Do not waste your time on this movie. I repeat, do not waste your time on Key.

Key, directed by Rob Hamilton, is an incredibly unexciting film that follows Pathologist Martin Revell (Nathan Sapsford) after he finds a mysterious key in a suicide victim’s stomach. Instead of depositing the key into the evidence file, which he should have done, Revell steals it, and it leads him on an extremely pointless journey filled with unanswered questions.

Pathologist Revell can be described in three words: depressing, drinker, and awkward. I do feel terrible for him, seeing as his beautiful wife died two years ago, but that does not grant him the right to (1) be an asshole at the bar or (2) ask a random lady out when they meet at the morgue.
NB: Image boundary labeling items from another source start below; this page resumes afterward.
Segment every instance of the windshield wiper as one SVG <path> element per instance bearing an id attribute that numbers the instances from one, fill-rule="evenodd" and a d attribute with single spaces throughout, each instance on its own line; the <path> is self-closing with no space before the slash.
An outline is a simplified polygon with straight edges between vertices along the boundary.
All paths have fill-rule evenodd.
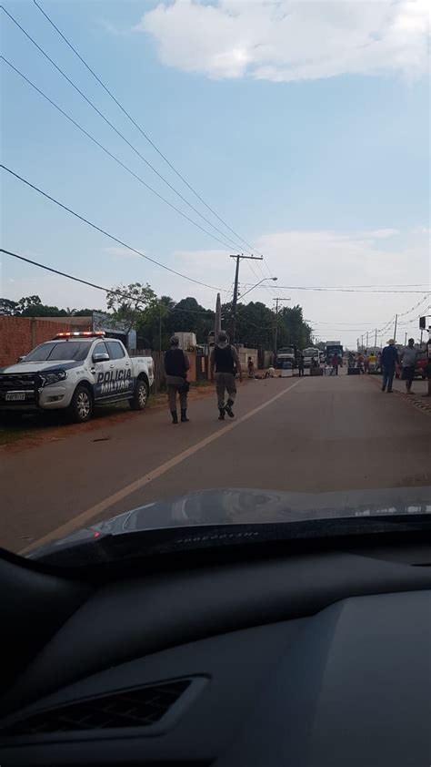
<path id="1" fill-rule="evenodd" d="M 395 514 L 386 516 L 325 517 L 281 523 L 250 525 L 193 525 L 180 527 L 103 532 L 95 528 L 75 542 L 65 539 L 30 552 L 29 558 L 57 567 L 82 567 L 135 558 L 226 549 L 295 541 L 331 541 L 359 536 L 396 533 L 431 533 L 430 514 Z M 81 531 L 81 536 L 84 531 Z"/>

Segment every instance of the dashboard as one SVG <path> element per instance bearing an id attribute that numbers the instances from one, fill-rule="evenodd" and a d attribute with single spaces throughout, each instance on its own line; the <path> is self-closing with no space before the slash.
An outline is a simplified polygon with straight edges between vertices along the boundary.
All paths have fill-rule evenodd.
<path id="1" fill-rule="evenodd" d="M 1 764 L 429 767 L 427 542 L 6 580 Z"/>

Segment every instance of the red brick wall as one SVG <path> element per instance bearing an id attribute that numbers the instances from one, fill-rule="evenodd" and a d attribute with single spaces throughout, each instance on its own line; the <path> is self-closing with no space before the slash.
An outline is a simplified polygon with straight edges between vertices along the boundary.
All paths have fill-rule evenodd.
<path id="1" fill-rule="evenodd" d="M 68 322 L 0 316 L 0 367 L 15 364 L 18 357 L 27 354 L 34 346 L 69 330 Z"/>

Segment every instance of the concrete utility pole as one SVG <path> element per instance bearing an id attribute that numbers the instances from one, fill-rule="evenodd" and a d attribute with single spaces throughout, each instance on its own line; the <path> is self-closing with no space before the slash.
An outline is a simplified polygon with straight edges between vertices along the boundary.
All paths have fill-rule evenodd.
<path id="1" fill-rule="evenodd" d="M 217 343 L 218 333 L 222 329 L 222 304 L 220 301 L 220 293 L 217 293 L 216 302 L 216 324 L 214 326 L 214 343 Z"/>
<path id="2" fill-rule="evenodd" d="M 276 332 L 274 333 L 274 352 L 276 354 L 276 344 L 278 338 L 278 304 L 280 301 L 290 301 L 290 298 L 276 298 Z"/>
<path id="3" fill-rule="evenodd" d="M 232 256 L 231 259 L 236 259 L 236 268 L 235 270 L 235 286 L 234 286 L 234 300 L 232 302 L 232 322 L 231 322 L 231 332 L 230 332 L 230 342 L 231 343 L 235 343 L 235 326 L 236 322 L 236 304 L 238 302 L 238 277 L 239 277 L 239 261 L 242 259 L 247 259 L 248 261 L 263 261 L 263 256 L 245 256 L 243 253 L 241 255 Z"/>

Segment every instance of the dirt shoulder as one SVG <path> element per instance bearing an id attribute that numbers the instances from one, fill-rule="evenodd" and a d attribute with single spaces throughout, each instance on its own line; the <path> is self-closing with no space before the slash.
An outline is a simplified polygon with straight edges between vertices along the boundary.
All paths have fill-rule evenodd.
<path id="1" fill-rule="evenodd" d="M 192 384 L 188 399 L 193 403 L 214 395 L 214 393 L 215 387 L 209 383 L 202 385 Z M 151 394 L 145 414 L 150 416 L 151 413 L 165 409 L 166 404 L 165 393 Z M 123 424 L 135 417 L 136 413 L 130 409 L 127 402 L 96 408 L 92 420 L 87 424 L 71 424 L 67 421 L 65 413 L 60 411 L 23 415 L 19 424 L 0 424 L 0 451 L 16 453 L 37 447 L 46 442 L 57 442 L 85 433 L 94 433 L 96 438 L 96 434 L 101 429 Z"/>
But I despise the lady he asks out even more. Her name is Claire Shoe (Jessica Nicole Webb), the suicide victim’s daughter, and she is freaking psycho. She, I guess, has absolutely no life because she continuously follows Revell around, even breaking into his home. When she is invited over for wine, she begins to sneak around his house, trying to locate the key. If I had been Revell, I would have requested a restraining order against Shoe, and I would have tried to leave town.

In one particular scene, Revell realizes that his wife might have once possessed the key, so he begins to rewind old home videos to locate it. And of course, so the movie can continue, Revell sees his wife holding the key and acting insane. After seeing his wife holding the key, Revell acts completely surprised and shocked. I mean, what the hell, Revell?! While you lived with your wife, you didn’t notice her holding a huge black key? Really? I guess we can tack one more word to his character: clueless.
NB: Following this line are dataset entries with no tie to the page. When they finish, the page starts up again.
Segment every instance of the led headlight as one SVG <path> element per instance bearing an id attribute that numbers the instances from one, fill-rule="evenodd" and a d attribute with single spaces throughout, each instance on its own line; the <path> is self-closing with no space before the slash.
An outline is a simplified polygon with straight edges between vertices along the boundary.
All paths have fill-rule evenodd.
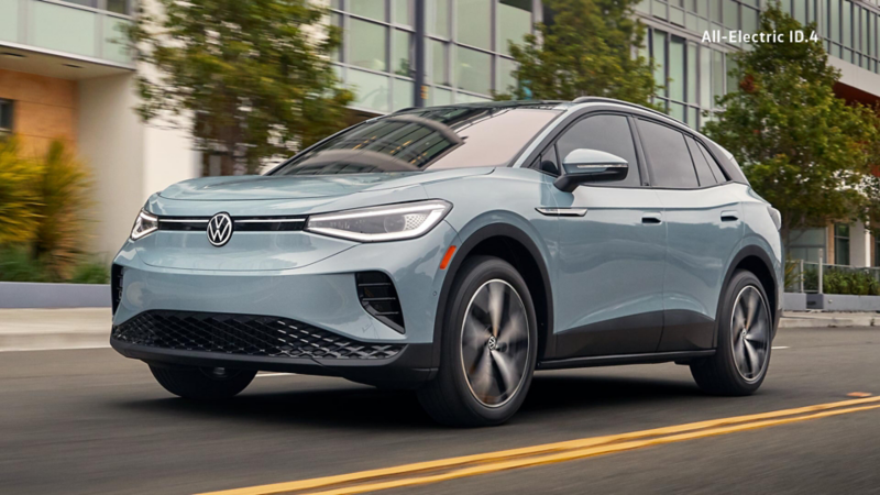
<path id="1" fill-rule="evenodd" d="M 138 218 L 134 220 L 134 227 L 131 228 L 131 240 L 136 241 L 156 230 L 158 230 L 158 218 L 141 210 L 141 212 L 138 213 Z"/>
<path id="2" fill-rule="evenodd" d="M 431 199 L 314 215 L 306 230 L 361 242 L 398 241 L 428 232 L 451 209 L 451 204 Z"/>

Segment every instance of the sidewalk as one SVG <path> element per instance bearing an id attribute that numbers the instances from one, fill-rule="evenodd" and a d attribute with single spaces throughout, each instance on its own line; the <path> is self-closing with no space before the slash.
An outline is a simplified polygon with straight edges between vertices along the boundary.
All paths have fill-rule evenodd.
<path id="1" fill-rule="evenodd" d="M 880 326 L 880 312 L 783 311 L 779 328 L 843 328 Z"/>
<path id="2" fill-rule="evenodd" d="M 877 312 L 787 311 L 779 328 L 880 327 Z M 0 351 L 110 346 L 110 308 L 0 309 Z"/>
<path id="3" fill-rule="evenodd" d="M 110 346 L 110 308 L 0 309 L 0 351 Z"/>

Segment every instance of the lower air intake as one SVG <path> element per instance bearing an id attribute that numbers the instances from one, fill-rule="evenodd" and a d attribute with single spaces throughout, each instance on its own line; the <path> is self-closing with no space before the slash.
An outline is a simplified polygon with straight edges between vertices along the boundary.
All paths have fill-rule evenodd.
<path id="1" fill-rule="evenodd" d="M 391 277 L 382 272 L 360 272 L 354 279 L 358 283 L 358 297 L 366 312 L 404 333 L 404 312 Z"/>
<path id="2" fill-rule="evenodd" d="M 131 344 L 267 358 L 381 360 L 399 344 L 359 342 L 287 318 L 153 310 L 113 327 Z"/>

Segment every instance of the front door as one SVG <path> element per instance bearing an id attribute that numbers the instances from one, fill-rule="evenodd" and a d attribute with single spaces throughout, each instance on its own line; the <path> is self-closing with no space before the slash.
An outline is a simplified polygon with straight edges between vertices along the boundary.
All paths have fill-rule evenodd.
<path id="1" fill-rule="evenodd" d="M 576 148 L 620 156 L 629 172 L 617 183 L 553 189 L 560 222 L 556 358 L 653 352 L 663 324 L 667 227 L 660 199 L 642 187 L 627 117 L 588 116 L 549 153 L 561 161 Z"/>
<path id="2" fill-rule="evenodd" d="M 722 285 L 743 238 L 741 207 L 693 138 L 647 120 L 638 129 L 669 235 L 658 351 L 712 349 Z"/>

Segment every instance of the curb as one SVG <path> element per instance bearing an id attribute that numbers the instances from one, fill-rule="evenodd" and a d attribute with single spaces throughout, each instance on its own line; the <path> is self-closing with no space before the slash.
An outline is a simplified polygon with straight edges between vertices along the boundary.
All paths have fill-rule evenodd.
<path id="1" fill-rule="evenodd" d="M 0 282 L 0 308 L 109 308 L 107 284 Z"/>
<path id="2" fill-rule="evenodd" d="M 849 328 L 878 326 L 880 326 L 880 317 L 781 318 L 779 320 L 779 328 Z"/>
<path id="3" fill-rule="evenodd" d="M 110 348 L 110 332 L 3 333 L 0 352 Z"/>

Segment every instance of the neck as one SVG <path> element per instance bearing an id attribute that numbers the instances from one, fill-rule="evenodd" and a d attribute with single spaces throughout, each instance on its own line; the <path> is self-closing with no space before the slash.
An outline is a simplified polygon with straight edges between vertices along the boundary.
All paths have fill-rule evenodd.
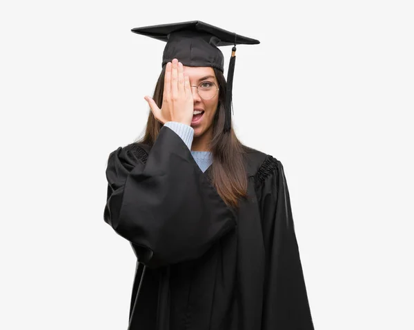
<path id="1" fill-rule="evenodd" d="M 213 128 L 213 127 L 211 127 Z M 209 152 L 210 141 L 213 137 L 213 130 L 208 130 L 199 136 L 195 136 L 191 145 L 191 150 L 193 152 Z"/>

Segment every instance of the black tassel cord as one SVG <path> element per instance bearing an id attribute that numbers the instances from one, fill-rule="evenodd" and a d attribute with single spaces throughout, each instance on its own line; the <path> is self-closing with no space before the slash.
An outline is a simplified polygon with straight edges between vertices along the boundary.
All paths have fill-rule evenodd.
<path id="1" fill-rule="evenodd" d="M 232 48 L 231 57 L 228 64 L 228 72 L 227 73 L 227 92 L 226 94 L 226 116 L 224 121 L 224 132 L 230 132 L 231 127 L 231 111 L 233 99 L 233 81 L 235 75 L 235 64 L 236 62 L 236 46 Z"/>

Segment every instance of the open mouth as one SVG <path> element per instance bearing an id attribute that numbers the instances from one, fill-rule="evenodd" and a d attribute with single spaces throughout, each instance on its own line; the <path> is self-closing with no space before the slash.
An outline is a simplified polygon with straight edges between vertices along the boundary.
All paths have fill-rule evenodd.
<path id="1" fill-rule="evenodd" d="M 191 121 L 191 125 L 199 124 L 201 121 L 204 114 L 204 111 L 195 111 L 193 114 L 193 121 Z"/>

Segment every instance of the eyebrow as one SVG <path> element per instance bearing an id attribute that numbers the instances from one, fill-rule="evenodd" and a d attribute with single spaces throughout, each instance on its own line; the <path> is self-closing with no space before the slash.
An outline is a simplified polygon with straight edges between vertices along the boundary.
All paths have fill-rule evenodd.
<path id="1" fill-rule="evenodd" d="M 215 78 L 214 76 L 204 76 L 203 78 L 200 78 L 198 81 L 201 81 L 202 80 L 206 80 L 206 79 L 208 79 L 209 78 L 213 78 L 213 79 Z"/>

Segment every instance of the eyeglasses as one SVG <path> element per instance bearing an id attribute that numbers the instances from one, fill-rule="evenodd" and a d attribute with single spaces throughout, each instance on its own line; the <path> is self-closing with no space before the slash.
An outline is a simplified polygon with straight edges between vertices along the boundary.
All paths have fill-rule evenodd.
<path id="1" fill-rule="evenodd" d="M 197 92 L 203 100 L 210 100 L 215 96 L 219 87 L 211 81 L 203 81 L 198 86 L 191 86 L 197 88 Z"/>

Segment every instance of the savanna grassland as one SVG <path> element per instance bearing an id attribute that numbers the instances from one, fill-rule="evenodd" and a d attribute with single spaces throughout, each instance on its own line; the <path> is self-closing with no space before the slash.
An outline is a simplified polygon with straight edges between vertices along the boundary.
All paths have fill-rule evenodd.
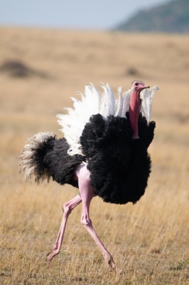
<path id="1" fill-rule="evenodd" d="M 188 51 L 188 36 L 0 28 L 1 285 L 189 284 Z M 95 197 L 90 208 L 94 229 L 125 274 L 109 271 L 80 224 L 80 205 L 48 269 L 62 205 L 77 190 L 26 182 L 19 152 L 38 132 L 62 135 L 55 115 L 85 85 L 108 82 L 116 93 L 135 79 L 160 88 L 148 188 L 135 205 Z"/>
There are so many scenes, like the one mentioned above, that don’t make sense, or leave things unanswered. For instance, Shoe and Revell look at a particular painting, which I had hoped would tie into the main storyline; however, this painting just leaves more questions unanswered. Why was the key painted into a hellish scene? Who possessed the key? What did the key do to the painter? Was the key crafted by Satan? What does the painting actually mean?

The key is another huge error in Key. What the hell is wrong with it? Why does it control people? Does it actually control people? Why does it make people go insane? I just don’t understand…

Instead of Key, watch The Lord of the Rings. Both films have items that will make you become insane after possessing them for a long time; however, The Lord of the Rings actually explains WHY the ring makes people go crazy.

Also, The Lord of the Rings will not leave you with a headache, yet Key will. (If you do make the mistake of watching this movie, remember to take some Advil. The horrendous acting and terrible storyline will leave you with such a migraine.)

Overall, Key is absolutely pointless, and I would highly recommend you not waste 87 minutes of your life watching it.